– Нет, не голодный. Устал. Посижу немного. Буквально пару минут…
Он рухнул в мягкое кресло. Ольга, приглядевшись к нему, нахмурилась:
– Генрих, что с тобой? Генрих!
– Ничего, – сказал он. – Хороший был дед… Ты пойми, нельзя было по-другому. Он сам так захотел, сам! В здравом уме, в твердой памяти… Вы, говорит, молодой человек, не спорьте… Это я-то – молодой человек… И, главное, так четко все разложил по полочкам… Методы, мол, надо применять те же самые… Умник, пес бы его подрал, теоретик хренов… Не тем будь помянут, конечно… Сам бы попробовал, когда вот так, в глаза глядя… Дергаешь, а он рассыпается… Это что – нормально, по-твоему? Пещера… Клинок, понимаете, закалился… Сказки народов Севера…
Он еще что-то говорил, сбивался, начинал снова, а Ольга, сев к нему на колени, целовала его и гладила по лицу. Потом он молчал, прижимая ее к себе, а за окном надрывался ветер.
– Нацарапаю себе еще одну руну, – сказал Генрих, несколько успокоившись. – Легонько, чтобы только до утра продержалась. А то засну ненароком.
– Не надо царапать. Я тебе дам отвар. Там травка такая, почти волшебная. Можешь сидеть всю ночь, а утром все равно будешь бодрый.
Он улыбнулся через силу:
– Так вы у нас, фройляйн Званцева, еще и ворожить изволите на досуге?
– Нет, герр фон Рау, не обессудьте. Такими талантами похвастаться не могу. А вот травница знакомая есть.
– Так, погоди… Знакомая травница?
– Да, а что такого? Землячка. Из империи, я имею в виду. У нас там это почетно. Не то что в вашем Девятиморье. Впрочем, что с вас взять? Дикари-с.
– Следите за язычком, сударыня. Вы порочите страну пребывания.
– Докладывать побежишь?
– Нет, Оля, – он чмокнул ее в макушку, – докладов с меня достаточно. Но завтра утром мы с тобой соберемся и знакомую твою навестим.
– Зачем это?
– Хочу задать ей пару вопросов. Насчет ее ремесла. Это важно. Помнишь мою историю? Там тоже была такая вот…
– Я помню, – сказала Ольга. – Спросить-то можно. Варя – девица невредная, без закидонов. Если понравишься, то, может, что-нибудь и расскажет.
– Задействую все свое колоссальное обаяние.
– Не переусердствуй только, мастер-эксперт.
Дав Генриху это ценное наставление, Ольга зашевелилась и стала выбираться из кресла. Пояснила:
– Пойду траву заварю.
– Служанке не доверяешь?
– Не в доверии дело. Лучше самой.
Вернулась она минут через десять. Принесла две большие чашки с дымящимся ароматным напитком. Одну протянула Генриху, из другой хотела отпить сама.
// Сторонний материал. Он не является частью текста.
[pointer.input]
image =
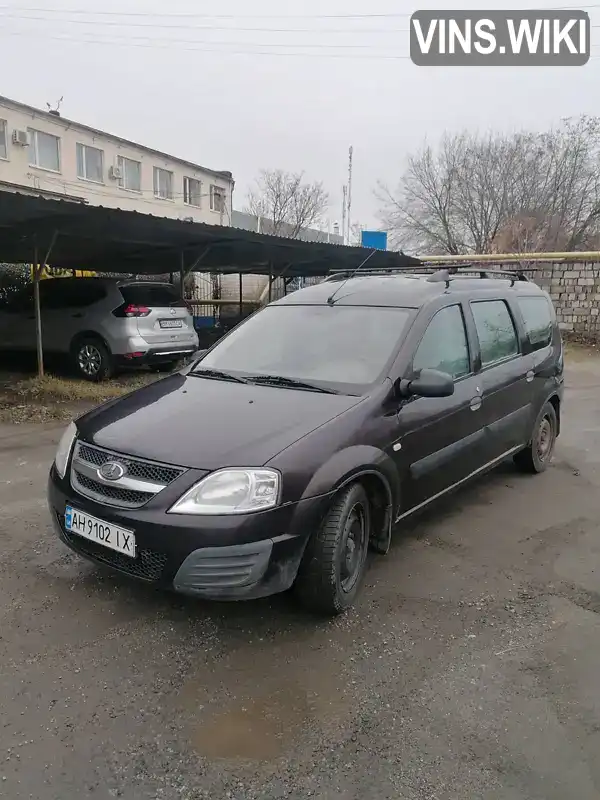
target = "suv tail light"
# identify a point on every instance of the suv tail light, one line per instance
(131, 310)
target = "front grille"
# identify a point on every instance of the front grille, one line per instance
(143, 470)
(142, 480)
(125, 497)
(147, 565)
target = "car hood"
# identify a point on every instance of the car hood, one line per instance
(207, 424)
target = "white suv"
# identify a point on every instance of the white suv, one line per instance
(102, 324)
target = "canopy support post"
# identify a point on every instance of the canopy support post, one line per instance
(37, 271)
(182, 276)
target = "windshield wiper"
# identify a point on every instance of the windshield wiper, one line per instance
(217, 375)
(290, 383)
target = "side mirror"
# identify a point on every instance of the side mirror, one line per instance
(430, 383)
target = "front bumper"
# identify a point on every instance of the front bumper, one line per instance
(222, 558)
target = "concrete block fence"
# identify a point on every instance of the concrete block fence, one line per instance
(575, 290)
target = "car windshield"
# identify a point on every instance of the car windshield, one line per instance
(347, 345)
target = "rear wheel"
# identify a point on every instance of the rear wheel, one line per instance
(335, 561)
(92, 359)
(538, 455)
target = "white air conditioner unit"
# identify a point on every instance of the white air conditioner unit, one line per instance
(21, 138)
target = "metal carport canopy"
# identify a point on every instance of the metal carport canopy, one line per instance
(75, 235)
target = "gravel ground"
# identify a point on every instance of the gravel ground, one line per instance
(469, 668)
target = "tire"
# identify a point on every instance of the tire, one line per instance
(92, 359)
(332, 569)
(538, 454)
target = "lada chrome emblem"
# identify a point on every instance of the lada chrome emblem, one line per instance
(111, 471)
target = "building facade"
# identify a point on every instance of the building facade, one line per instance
(45, 154)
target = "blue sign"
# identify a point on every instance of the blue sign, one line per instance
(375, 240)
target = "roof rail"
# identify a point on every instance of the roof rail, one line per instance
(336, 274)
(451, 273)
(434, 272)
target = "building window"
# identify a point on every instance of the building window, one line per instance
(44, 150)
(131, 174)
(192, 192)
(90, 163)
(217, 198)
(3, 145)
(163, 183)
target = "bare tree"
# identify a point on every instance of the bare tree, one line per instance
(500, 193)
(286, 202)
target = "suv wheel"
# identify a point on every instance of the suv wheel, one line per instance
(92, 359)
(538, 455)
(335, 561)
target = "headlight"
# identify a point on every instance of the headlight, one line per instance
(63, 451)
(231, 491)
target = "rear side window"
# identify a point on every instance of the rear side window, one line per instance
(160, 295)
(444, 344)
(496, 331)
(538, 319)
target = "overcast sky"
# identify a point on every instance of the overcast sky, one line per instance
(263, 87)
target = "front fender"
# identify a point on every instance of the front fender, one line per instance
(350, 462)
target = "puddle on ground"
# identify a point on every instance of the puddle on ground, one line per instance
(257, 713)
(259, 729)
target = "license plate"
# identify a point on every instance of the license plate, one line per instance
(171, 323)
(96, 530)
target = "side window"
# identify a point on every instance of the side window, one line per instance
(444, 344)
(85, 293)
(496, 331)
(538, 318)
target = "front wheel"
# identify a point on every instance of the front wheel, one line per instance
(92, 360)
(335, 561)
(538, 454)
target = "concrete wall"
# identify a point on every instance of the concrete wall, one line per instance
(575, 291)
(18, 171)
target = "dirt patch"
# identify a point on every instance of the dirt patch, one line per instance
(59, 398)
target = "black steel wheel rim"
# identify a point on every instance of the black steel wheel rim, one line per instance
(545, 439)
(353, 547)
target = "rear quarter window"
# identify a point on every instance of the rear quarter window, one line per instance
(538, 317)
(160, 295)
(496, 331)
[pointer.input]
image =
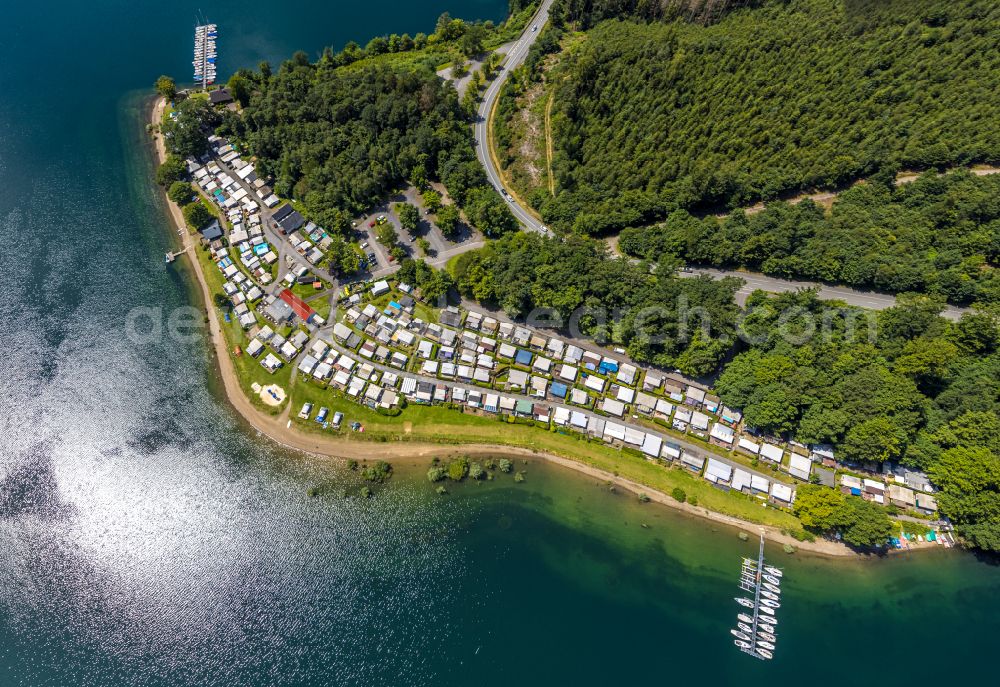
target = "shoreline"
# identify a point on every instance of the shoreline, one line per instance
(277, 430)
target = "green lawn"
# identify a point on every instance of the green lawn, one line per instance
(248, 369)
(446, 426)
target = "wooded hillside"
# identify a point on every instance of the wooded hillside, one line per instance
(938, 234)
(789, 96)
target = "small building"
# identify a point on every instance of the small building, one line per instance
(721, 434)
(718, 472)
(799, 466)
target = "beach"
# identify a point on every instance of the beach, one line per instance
(278, 429)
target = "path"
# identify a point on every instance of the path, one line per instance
(518, 52)
(872, 300)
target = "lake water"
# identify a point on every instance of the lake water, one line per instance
(147, 538)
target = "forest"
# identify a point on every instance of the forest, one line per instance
(771, 100)
(939, 234)
(903, 384)
(657, 317)
(340, 133)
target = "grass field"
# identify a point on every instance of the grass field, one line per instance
(446, 426)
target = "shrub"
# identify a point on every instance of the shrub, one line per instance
(378, 473)
(172, 169)
(180, 192)
(458, 468)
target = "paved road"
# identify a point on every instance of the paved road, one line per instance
(274, 237)
(865, 299)
(515, 57)
(692, 448)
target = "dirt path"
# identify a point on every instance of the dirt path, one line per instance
(278, 429)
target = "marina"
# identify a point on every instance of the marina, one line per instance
(205, 54)
(755, 632)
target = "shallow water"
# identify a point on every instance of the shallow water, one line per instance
(147, 538)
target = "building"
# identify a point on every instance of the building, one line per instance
(298, 306)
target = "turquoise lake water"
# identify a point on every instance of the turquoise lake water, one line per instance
(147, 538)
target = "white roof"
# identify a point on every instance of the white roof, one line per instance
(771, 452)
(722, 432)
(718, 471)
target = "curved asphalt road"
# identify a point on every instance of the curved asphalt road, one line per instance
(515, 58)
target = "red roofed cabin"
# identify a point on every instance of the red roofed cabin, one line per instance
(298, 306)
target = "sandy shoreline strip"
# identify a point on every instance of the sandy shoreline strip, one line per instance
(276, 428)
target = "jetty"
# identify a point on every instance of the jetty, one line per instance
(205, 54)
(755, 628)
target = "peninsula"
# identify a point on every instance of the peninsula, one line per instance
(354, 310)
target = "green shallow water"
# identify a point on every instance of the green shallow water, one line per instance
(148, 538)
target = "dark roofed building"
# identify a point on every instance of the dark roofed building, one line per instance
(291, 222)
(212, 231)
(298, 306)
(220, 96)
(281, 213)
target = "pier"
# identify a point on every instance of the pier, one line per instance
(205, 54)
(756, 634)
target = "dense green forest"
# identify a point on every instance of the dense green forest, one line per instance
(524, 271)
(900, 385)
(585, 13)
(938, 234)
(788, 96)
(340, 133)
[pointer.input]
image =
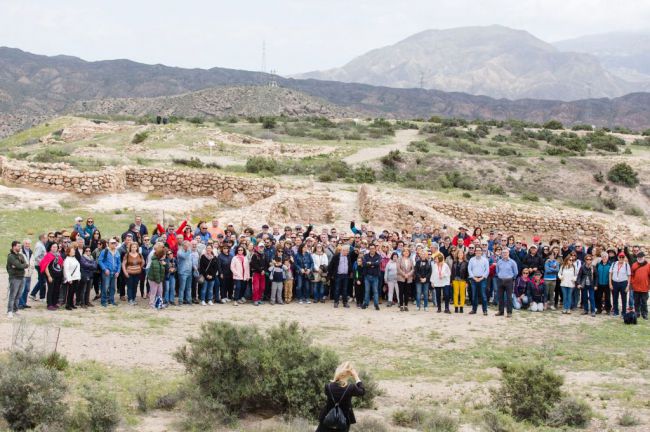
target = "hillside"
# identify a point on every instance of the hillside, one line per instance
(35, 87)
(219, 102)
(625, 54)
(494, 61)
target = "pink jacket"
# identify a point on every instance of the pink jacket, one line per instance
(239, 273)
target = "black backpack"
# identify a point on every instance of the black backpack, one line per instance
(335, 419)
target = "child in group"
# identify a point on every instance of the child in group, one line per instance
(537, 292)
(277, 271)
(357, 281)
(288, 281)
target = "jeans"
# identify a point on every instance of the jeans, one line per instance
(318, 290)
(185, 287)
(588, 298)
(303, 287)
(170, 288)
(567, 297)
(479, 287)
(206, 290)
(505, 286)
(240, 286)
(108, 289)
(340, 288)
(40, 286)
(641, 303)
(23, 297)
(422, 290)
(372, 283)
(618, 288)
(132, 286)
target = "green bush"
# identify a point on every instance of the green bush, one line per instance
(31, 393)
(530, 196)
(364, 174)
(243, 370)
(528, 392)
(553, 125)
(623, 174)
(571, 412)
(98, 411)
(628, 418)
(140, 137)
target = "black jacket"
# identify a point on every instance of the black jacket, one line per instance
(342, 395)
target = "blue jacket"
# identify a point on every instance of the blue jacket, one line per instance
(110, 262)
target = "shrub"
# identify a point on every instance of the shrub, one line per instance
(192, 162)
(97, 412)
(364, 174)
(599, 177)
(140, 137)
(31, 393)
(553, 125)
(256, 164)
(623, 174)
(269, 122)
(528, 392)
(570, 412)
(244, 371)
(628, 419)
(530, 196)
(498, 422)
(368, 424)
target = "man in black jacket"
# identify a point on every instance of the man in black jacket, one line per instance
(339, 271)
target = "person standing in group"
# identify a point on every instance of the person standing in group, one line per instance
(506, 272)
(619, 282)
(586, 280)
(340, 270)
(16, 266)
(478, 270)
(390, 277)
(240, 274)
(71, 279)
(421, 275)
(339, 392)
(405, 272)
(568, 276)
(459, 276)
(88, 267)
(156, 275)
(110, 264)
(441, 282)
(640, 280)
(371, 264)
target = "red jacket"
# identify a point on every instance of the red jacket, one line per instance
(172, 240)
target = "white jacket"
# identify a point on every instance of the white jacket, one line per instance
(71, 269)
(568, 276)
(440, 277)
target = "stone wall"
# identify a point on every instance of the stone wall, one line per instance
(196, 183)
(545, 221)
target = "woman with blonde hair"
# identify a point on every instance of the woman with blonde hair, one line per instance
(339, 392)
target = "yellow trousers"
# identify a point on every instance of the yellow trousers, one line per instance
(460, 287)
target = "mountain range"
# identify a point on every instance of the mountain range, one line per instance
(34, 87)
(495, 61)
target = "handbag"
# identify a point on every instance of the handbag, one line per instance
(335, 419)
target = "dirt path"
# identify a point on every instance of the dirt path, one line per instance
(402, 139)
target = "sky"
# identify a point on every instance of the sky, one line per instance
(299, 35)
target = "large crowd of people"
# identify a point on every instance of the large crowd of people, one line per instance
(204, 264)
– Стой, – сказал он, – а тебе зачем?
– С тобой посижу.
– Не надо, Ольга. Подожди, не спорь. Я серьезно. Мне не помешает собраться с мыслями. Может, я что-то упустил. В общем, раз уж спать мне нельзя, то надо использовать время с толком. Все обдумать, наметить план. Тебе совершенно незачем маяться со мной за компанию. Поверь, мне будет спокойнее, если я буду знать, что ты мирно дрыхнешь под одеялом.
– Я не хочу оставлять тебя одного.
– Так будет лучше. Правда.
– Ну хоть в спальню-то проводишь, мыслитель?
– В спальню провожу.
Он допил отвар и поднялся.
В гостиной было темно. Уличный свет не проникал сквозь плотные шторы. Генрих сидел, откинувшись в кресле, и размышлял. Вернее, пытался размышлять. Получалось плохо. Память то и дело возвращала его в кабинет Хирта. Старик кивал, говорил: «Смелее!» – и превращался в стеклянное изваяние. Осколки сыпались на пол, бумага сгорала на алтаре, и все начиналось заново.
Генрих подумал, что надо чем-то себя отвлечь, иначе толку не будет. Вспомнив, что видел на столе подложку для светописи, проковылял туда и зажег торшер. Взял лист бумаги и вывел свой псевдоним для входа в «беседку».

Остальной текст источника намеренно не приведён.